Cuidadosamente decorado, um apartamento de São Leopoldo, no Vale do Sinos, busca levar a crianças negras um pouco mais do que o reforço escolar tradicional. Quadros, imagens, livros e figuras com simbologia afro estão espalhadas pela casa da professora Fernanda Duarte de Oliveira, 41 anos, remetendo a um mundo onde o negro não precisa de esforço para se ver representado.
— Um aluno me contou que os colegas precisavam encontrar uma imagem que os representasse em uma revista. Ele é negro, não encontrou nada e teve que desenhar. Isso é um problema, o negro não se identifica — relembra a pedagoga, formada pela Universidade Federal do Rio Grande do Sul (UFRGS) em um programa de ingresso a educadores que ainda não haviam concluído o Ensino Superior.
A fim de incluir na alfabetização a cultura e a origem dos primeiros povos a chegar ao Brasil – escravizados pelos portugueses – Fernanda criou, logo após a entrada de 2020, o projeto "Oorun", no qual recebe na sala de seu imóvel alugado um grupo de crianças entre sete e 10 anos. No idioma africano Iorubá, a palavra oorun significa sol, uma referência à luz que ela vislumbra brilhar e ser irradiada por seus alunos.
— A ideia é alfabetizar utilizando os elementos da cultura negra, ampliando os conhecimentos deles sobre a nossa comunidade. Também é reforçar que o negro pode ser o que ele quiser — reforça.
Colado à geladeira, um cartaz pintado a lápis colorido clama pelo fim do racismo e pede por um mundo com mais paz e amor. O material foi produzido pela primeira turma, iniciada em 7 de janeiro.
Com um laço amarelo e uma longa trança no cabelo, Rafaela de Oliveira, oito anos, é uma das mais falantes do grupo, segundo a professora. Já pensando na volta à escola – onde irá cursar o terceiro ano do Ensino Fundamental –, Rafaela jura estar ansiosa pelo reencontro com os colegas. Ela conta que gosta de estudar.
— Eu gosto de tudo, gosto dos meus amigos e de ler. E aqui a gente aprende mais, aprende sobre a cultura negra. Ah, e pintamos também — afirma a menina, ao apontar para as telas sobre a parede, relembrando uma atividade de reprodução dos quadros por parte dos alunos.
Com reuniões semanais, as lições são gratuitas e chegam hoje a cinco crianças, metade das vagas disponíveis. Inicialmente, as inscrições foram destinadas a famílias de baixa-renda, porém a distância até o apartamento onde ocorre o reforço escolar foi um empecilho.
— Algumas não tinham nem o dinheiro da passagem, por isso ampliamos pra quem quer aprender mais sobre negritude.
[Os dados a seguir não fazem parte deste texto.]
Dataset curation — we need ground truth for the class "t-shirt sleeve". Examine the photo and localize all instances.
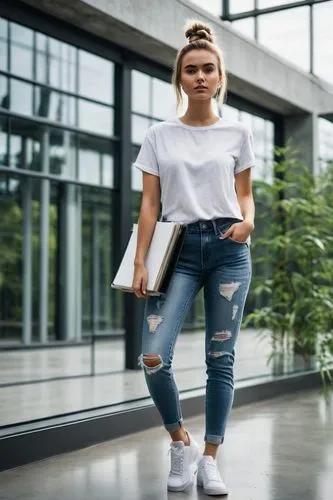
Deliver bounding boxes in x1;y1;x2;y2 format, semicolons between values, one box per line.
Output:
133;130;160;177
235;130;255;174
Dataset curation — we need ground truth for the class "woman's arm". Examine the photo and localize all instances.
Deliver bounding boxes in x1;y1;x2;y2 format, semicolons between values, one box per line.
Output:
223;168;255;243
235;168;255;230
132;172;161;298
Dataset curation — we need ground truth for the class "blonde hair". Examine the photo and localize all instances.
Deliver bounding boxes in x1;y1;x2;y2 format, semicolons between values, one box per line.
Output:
172;20;227;109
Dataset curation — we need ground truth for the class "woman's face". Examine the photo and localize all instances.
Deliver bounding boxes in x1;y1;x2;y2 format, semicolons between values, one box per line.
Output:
180;49;222;101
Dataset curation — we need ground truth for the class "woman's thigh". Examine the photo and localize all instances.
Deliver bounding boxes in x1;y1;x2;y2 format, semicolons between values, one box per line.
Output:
142;269;201;363
204;242;251;358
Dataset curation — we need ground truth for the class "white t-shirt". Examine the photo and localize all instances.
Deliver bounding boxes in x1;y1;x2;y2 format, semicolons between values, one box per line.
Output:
134;118;254;223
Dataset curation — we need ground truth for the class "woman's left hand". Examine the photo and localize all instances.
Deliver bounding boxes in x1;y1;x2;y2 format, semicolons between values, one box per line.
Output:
222;220;254;243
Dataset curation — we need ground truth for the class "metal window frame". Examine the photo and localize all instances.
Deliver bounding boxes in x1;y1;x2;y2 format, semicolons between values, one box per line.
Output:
221;0;331;22
221;0;331;74
0;0;278;376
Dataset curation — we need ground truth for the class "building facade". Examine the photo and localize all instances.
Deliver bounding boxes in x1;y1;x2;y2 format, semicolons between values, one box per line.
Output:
0;0;333;368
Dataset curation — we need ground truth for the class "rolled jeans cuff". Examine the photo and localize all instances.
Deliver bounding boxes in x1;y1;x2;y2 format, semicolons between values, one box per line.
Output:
205;434;224;444
164;418;183;432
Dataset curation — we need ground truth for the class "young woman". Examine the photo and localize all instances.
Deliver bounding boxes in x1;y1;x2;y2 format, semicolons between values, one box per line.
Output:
133;22;254;495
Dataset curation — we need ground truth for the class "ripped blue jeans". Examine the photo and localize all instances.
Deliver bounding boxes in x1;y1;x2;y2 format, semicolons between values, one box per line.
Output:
140;218;251;444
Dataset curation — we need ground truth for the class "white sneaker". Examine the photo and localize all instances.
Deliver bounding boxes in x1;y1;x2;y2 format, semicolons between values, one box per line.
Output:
168;432;201;491
197;455;228;495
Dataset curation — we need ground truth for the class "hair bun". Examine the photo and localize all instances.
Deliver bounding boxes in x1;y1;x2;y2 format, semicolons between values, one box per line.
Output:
185;21;214;43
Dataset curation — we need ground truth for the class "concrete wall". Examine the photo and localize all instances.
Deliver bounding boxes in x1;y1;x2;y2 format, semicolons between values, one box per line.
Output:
24;0;333;115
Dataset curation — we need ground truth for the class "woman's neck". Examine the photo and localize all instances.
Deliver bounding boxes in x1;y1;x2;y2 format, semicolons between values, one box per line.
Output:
181;101;219;126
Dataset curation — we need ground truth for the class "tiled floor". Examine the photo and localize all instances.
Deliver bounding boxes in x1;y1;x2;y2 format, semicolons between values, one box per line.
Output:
0;330;271;426
0;391;333;500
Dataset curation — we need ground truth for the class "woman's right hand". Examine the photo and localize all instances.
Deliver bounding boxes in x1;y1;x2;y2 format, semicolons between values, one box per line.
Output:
132;264;148;299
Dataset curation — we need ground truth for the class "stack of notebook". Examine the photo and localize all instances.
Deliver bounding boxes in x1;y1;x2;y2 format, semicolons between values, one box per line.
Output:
111;222;185;295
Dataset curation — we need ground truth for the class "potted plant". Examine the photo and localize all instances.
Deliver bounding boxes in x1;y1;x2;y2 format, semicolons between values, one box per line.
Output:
245;148;333;383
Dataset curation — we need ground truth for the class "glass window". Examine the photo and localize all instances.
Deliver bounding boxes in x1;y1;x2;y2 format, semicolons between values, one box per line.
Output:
313;2;333;83
191;0;223;16
258;0;297;9
152;78;176;120
49;127;76;179
132;115;151;144
9;117;42;171
229;0;254;14
35;87;76;126
231;17;254;38
0;18;8;71
10;78;33;115
258;7;310;71
318;118;333;170
78;135;113;187
10;23;33;80
132;70;151;115
79;99;113;136
0;173;23;341
36;33;77;92
0;75;9;108
0;115;9;166
79;50;114;104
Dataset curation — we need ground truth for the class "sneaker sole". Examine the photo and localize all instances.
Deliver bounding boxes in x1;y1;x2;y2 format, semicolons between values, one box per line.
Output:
168;468;198;491
197;480;229;496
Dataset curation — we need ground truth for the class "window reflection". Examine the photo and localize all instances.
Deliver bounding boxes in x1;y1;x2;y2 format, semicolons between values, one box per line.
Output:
132;70;151;115
49;127;76;179
132;115;150;144
258;7;310;71
229;0;254;14
36;33;77;92
191;0;222;16
318;118;333;170
10;23;33;80
9;117;41;171
222;104;239;121
78;135;113;186
0;18;8;71
35;87;76;126
0;115;9;166
79;99;113;136
313;2;333;83
152;78;176;120
79;50;113;104
10;78;33;115
0;75;9;108
258;0;293;9
231;17;254;38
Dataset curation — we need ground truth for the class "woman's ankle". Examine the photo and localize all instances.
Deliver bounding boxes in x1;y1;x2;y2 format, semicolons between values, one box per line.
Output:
169;427;190;446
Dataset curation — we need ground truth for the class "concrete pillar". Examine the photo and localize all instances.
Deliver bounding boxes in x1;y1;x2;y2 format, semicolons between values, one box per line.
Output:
284;113;319;175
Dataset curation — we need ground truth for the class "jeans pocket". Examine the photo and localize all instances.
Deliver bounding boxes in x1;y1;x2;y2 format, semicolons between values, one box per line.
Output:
227;236;249;246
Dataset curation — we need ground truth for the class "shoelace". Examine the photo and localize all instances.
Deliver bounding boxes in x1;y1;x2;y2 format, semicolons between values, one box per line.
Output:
205;462;222;481
170;447;184;475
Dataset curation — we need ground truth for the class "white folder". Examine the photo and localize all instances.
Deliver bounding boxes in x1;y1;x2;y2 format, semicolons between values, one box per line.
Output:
111;221;185;295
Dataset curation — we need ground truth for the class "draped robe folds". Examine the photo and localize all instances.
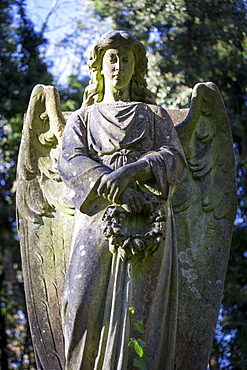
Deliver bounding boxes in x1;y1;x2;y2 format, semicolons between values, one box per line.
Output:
59;102;185;370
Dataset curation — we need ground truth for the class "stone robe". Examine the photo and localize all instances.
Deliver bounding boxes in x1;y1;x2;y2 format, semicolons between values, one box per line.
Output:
59;102;185;370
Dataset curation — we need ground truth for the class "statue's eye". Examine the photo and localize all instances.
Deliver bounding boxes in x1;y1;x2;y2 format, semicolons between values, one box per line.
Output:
110;55;117;63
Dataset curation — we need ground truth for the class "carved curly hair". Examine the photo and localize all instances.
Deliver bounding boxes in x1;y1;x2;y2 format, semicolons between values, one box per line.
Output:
82;31;156;107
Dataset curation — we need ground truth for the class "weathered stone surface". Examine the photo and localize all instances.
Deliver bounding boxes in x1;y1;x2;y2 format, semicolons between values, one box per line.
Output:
17;31;236;370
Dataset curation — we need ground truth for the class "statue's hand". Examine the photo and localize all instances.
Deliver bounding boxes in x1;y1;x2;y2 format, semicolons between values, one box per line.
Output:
118;187;152;214
98;167;130;203
98;160;152;203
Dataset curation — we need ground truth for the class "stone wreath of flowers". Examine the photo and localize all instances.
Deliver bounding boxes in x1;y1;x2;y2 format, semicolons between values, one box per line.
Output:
102;201;167;260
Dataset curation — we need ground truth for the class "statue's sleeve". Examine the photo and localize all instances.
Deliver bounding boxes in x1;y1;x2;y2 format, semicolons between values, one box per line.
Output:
58;112;112;214
141;106;186;198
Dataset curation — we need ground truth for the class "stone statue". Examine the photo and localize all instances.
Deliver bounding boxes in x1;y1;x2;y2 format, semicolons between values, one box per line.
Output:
17;31;236;370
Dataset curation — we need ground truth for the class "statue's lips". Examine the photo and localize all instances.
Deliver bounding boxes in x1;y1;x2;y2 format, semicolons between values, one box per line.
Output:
113;74;124;80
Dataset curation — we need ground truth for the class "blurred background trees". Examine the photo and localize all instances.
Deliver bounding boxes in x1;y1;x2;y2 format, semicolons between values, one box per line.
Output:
0;0;247;370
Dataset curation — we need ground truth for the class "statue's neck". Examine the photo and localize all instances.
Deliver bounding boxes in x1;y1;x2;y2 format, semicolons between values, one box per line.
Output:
102;86;130;104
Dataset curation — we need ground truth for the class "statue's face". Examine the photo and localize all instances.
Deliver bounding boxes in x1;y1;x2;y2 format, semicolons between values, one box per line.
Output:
101;46;135;90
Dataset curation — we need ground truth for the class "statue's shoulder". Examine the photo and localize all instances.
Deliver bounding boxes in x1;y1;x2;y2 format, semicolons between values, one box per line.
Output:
64;105;94;125
146;104;171;121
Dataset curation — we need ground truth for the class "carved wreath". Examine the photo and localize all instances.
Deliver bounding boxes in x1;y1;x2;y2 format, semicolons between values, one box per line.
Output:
102;202;167;260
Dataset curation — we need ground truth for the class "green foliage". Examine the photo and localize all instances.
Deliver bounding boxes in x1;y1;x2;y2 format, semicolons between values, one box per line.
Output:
128;306;146;370
128;338;146;357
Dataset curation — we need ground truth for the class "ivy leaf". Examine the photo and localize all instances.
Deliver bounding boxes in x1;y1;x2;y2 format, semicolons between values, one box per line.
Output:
133;357;147;370
128;338;146;357
129;306;135;314
133;320;144;333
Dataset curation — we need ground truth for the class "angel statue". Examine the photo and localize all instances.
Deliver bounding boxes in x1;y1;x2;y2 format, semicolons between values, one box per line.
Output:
17;31;236;370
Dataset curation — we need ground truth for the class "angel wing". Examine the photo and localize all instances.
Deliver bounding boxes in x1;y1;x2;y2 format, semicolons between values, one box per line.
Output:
16;85;74;370
169;82;236;370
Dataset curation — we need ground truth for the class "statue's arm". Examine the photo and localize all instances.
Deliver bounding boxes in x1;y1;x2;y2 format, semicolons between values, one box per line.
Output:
98;107;185;203
58;112;112;213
No futuro, queremos montar bases móveis, kits para visitar vilas e ONGs, com livros, giz de cera, itens que a criança pode se perceber, se enxergar neles — complementa.
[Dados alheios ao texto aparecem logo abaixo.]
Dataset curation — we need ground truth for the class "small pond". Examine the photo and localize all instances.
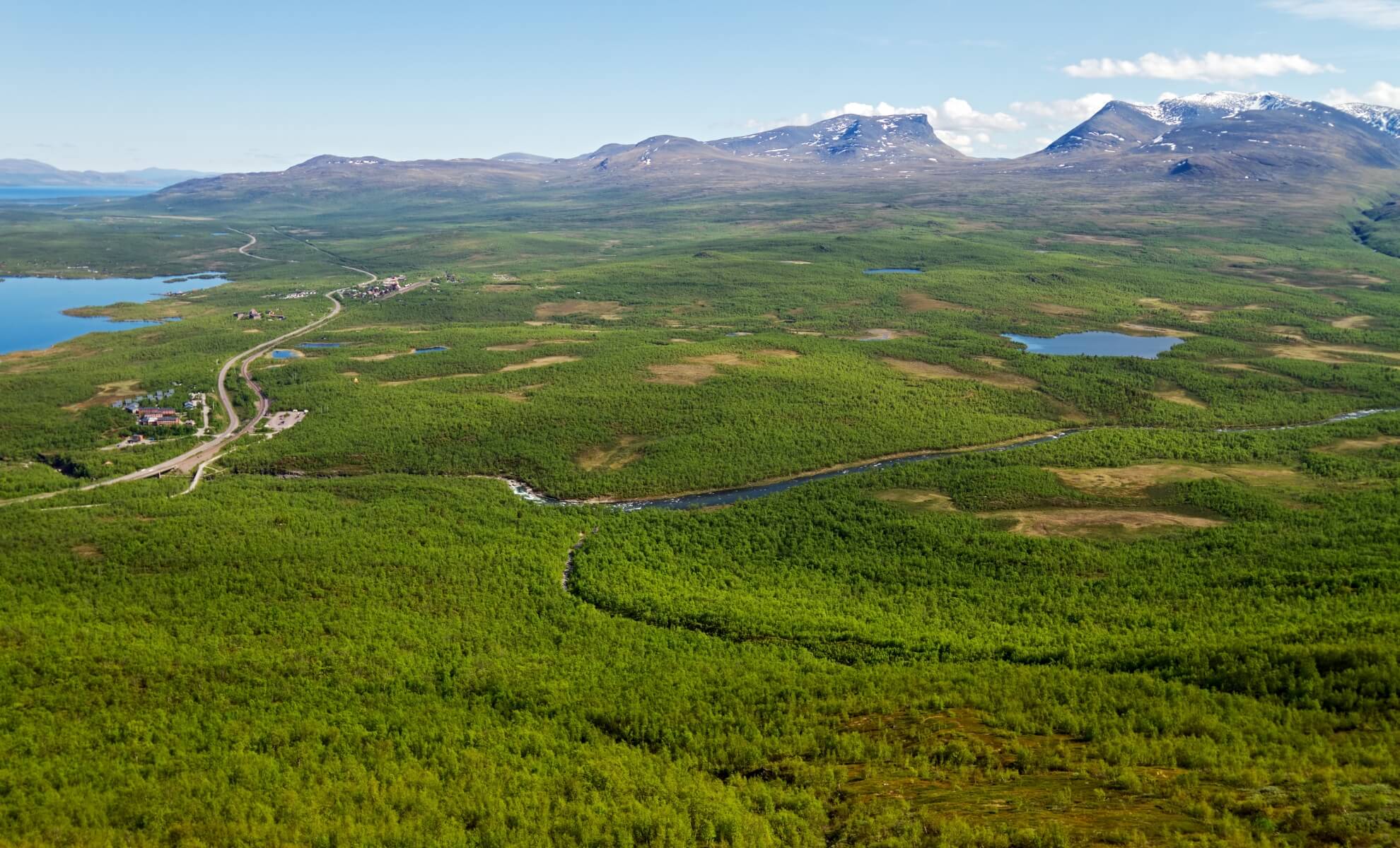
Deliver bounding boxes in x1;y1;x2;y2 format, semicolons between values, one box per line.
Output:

Sem qualquer apoio financeiro, Fernanda conta com jogos emprestados para as atividades, além de bonecas negras e giz de cera com os mais variados tons de pele. Sobre o sofá, estavam quadros de Raquel da Silva, pintora do Vale do Sinos, que foram cedidos, com o objetivo de virarem referência local a, quem sabe, futuros artistas. Em um bidê no canto da sala, havia um livro de Michele Obama, ex-primeira dama norte-americana, exposto ao lado de uma reprodução de Nelson Mandela, primeiro presidente negro da África do Sul, vencedor do prêmio Nobel da Paz.
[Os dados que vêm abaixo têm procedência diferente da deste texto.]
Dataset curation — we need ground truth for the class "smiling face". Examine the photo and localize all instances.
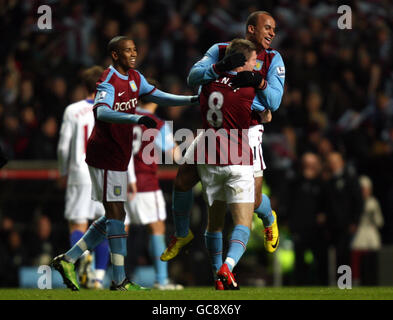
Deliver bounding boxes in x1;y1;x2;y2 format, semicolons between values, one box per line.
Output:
246;14;276;49
112;40;138;72
242;50;257;71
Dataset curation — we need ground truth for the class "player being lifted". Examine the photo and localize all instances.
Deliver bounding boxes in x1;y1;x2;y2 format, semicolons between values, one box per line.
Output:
125;88;183;290
161;11;285;261
57;66;109;288
52;36;198;291
194;39;264;290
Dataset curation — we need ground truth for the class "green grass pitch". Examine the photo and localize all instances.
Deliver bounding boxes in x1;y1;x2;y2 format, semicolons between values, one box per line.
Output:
0;287;393;301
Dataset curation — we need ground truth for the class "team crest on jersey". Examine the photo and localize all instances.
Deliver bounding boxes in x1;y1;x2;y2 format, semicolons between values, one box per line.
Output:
96;91;106;101
130;80;138;92
113;186;121;196
254;59;263;71
277;67;285;77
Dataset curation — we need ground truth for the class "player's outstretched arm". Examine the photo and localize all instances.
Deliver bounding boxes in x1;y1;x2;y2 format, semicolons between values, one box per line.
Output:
257;52;285;111
97;105;157;128
187;43;246;87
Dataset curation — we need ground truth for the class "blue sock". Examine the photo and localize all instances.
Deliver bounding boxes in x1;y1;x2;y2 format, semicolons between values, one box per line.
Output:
106;219;127;284
172;190;193;237
255;193;274;228
225;224;250;272
94;240;109;270
65;217;106;263
149;234;168;284
205;231;222;277
70;230;83;247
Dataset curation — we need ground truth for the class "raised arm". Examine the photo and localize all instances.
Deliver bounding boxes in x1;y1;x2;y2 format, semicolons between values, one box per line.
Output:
257;52;285;111
187;43;246;86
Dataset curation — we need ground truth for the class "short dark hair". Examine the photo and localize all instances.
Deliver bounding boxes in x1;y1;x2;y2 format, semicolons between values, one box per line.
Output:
107;36;132;55
81;66;104;94
246;11;273;31
225;39;257;60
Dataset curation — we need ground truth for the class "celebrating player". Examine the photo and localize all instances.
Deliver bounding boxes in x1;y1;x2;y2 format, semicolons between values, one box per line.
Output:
57;66;109;288
195;39;264;290
52;36;198;291
125;89;183;290
161;11;285;261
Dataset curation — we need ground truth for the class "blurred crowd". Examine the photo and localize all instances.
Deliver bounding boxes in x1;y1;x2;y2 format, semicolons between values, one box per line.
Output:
0;0;393;284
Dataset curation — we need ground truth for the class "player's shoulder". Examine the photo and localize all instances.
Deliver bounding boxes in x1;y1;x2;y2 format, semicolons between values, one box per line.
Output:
135;107;165;126
265;48;282;60
207;42;230;53
64;99;93;113
64;99;93;119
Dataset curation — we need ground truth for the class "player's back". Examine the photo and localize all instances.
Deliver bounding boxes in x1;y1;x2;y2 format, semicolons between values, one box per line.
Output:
60;99;94;184
86;67;141;171
200;74;255;165
132;108;165;192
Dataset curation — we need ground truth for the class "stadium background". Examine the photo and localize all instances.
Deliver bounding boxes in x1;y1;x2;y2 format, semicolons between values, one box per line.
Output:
0;0;393;287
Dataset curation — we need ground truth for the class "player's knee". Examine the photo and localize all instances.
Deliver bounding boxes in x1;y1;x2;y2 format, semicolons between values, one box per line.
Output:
254;192;262;210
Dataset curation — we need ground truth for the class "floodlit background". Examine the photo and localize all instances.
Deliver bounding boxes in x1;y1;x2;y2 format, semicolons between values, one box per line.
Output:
0;0;393;287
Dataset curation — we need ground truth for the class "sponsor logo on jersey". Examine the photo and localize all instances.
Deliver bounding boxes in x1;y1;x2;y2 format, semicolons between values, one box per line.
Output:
130;80;138;92
113;98;138;111
277;67;285;77
254;59;263;71
113;186;121;196
96;91;106;101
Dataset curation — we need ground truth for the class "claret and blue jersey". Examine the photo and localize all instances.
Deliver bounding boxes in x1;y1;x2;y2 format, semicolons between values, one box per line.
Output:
187;42;285;124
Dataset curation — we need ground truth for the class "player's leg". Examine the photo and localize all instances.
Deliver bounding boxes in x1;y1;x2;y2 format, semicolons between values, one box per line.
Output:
91;200;109;289
205;200;226;290
161;164;200;261
51;185;105;290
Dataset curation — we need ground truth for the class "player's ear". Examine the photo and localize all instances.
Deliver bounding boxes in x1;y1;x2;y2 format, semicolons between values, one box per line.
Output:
247;24;255;34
Professora há duas décadas, Fernanda se mostra emocionada ao falar de seus planos, que incluem cadernos temáticos, com figuras de crianças negras expressando frases empoderadas, como "meu cabelo é lindo".
— Quero ter verba para comprarmos material próprio e levar o ensino adiante. E mostrar ao jovem negro que ele não precisa ter o sub-emprego como única opção de futuro — finaliza.